A few days later, Larry did make the trip to KGH, where he was admitted to the Catheter Lab and underwent the angiogram procedure. “From when I arrived in the ambulance and was wheeled in to the Cath Lab, everything was so fast and efficient. Once I was prepped for the procedure the Doctor let me know that I was going to feel a small sting and some very minor chest discomfort. And then they were done!” he explained. During the procedure, blood was temporarily blocked off to specific arteries and a drug eluting stent was placed at the point of blockage in the LAD artery, also known as the ‘widow maker’ artery. Interestingly, for transport back to RIH a special bandage was put on Larry’s wrist where the incision had been made. Air was withdrawn gradually to keep pressure on the point. The result was that Larry required no stitches, and today one cannot even see where the incision was made.
Larry was returned to RIH the same day and after an overnight stay, was discharged. He is on medication to deal with his specific heart issue and follows a very structured plan he was given on what he needs to do and when. The number of medications is probably one of the biggest adjustments, since he went from taking no medications to taking four different meds, all intended to help his heart heal. For instance, Ticagrelor is a drug that he must take every 12 hours for a minimum of a year after the procedure, in order to prevent platelets developing over the stent. Larry also carries nitroglycerin with him. In addition to Dr. Sra, Larry has also seen Dr. Chu and Dr. Pun at the V.I.P. clinic, and he raves about the set-up in Cardiology where all doctors share all patients. “It is so much better for the patient, makes for a stronger overall system, and results in better patient care,” he emphasized.
Importantly, Larry is part of the Vascular Improvement Program (VIP) at RIH, which offers individualized education, health management counselling and specialized medical care to patients who have had a heart attack, stroke, bypass surgery, angioplasty, and artery or heart problems. Included are seminars related to cardiac care and a structured exercise program; patients are expected to do 150 minutes of targeted exercise per week. As part of his exercise routine with VIP, Larry participates in a 12-week program at the Tournament Capital Centre. Health professionals at TCC help with monitoring, goal setting and weekly exercise routines. This includes stretching, warm up, graduated exercise programs, and also blood pressure, oxygen level and pulse checks. Since Larry is so physically fit, he has been moved to the advanced section and uses treadmills and other equipment. Once he graduates from this program, he has the option of doing a graduate program run by the City of Kamloops through the Strategic Health Alliance partnership.
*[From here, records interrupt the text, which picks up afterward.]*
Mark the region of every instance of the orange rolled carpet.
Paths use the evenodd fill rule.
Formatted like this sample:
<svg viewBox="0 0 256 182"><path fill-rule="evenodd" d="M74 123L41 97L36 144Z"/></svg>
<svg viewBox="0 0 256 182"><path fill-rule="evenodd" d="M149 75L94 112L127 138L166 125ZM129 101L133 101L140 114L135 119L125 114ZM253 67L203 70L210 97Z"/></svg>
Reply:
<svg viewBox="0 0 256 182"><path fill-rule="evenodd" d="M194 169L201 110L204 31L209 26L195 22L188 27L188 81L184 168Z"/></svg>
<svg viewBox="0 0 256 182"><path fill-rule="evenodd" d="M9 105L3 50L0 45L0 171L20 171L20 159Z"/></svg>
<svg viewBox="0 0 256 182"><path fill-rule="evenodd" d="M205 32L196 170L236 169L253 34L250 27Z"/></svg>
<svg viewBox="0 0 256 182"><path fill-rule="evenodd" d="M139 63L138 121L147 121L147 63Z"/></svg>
“Kamloops and the surrounding area is so fortunate to have the emergency services and medical professionals that we have. Any of these professionals could easily transfer their skills to another health region, but the y chose Kamloops; we should all be grateful. I was very fortunate, not only for the great care that Dr. Sra and the team gave me, but also to have the loving support of my wife and family.” Larry concluded.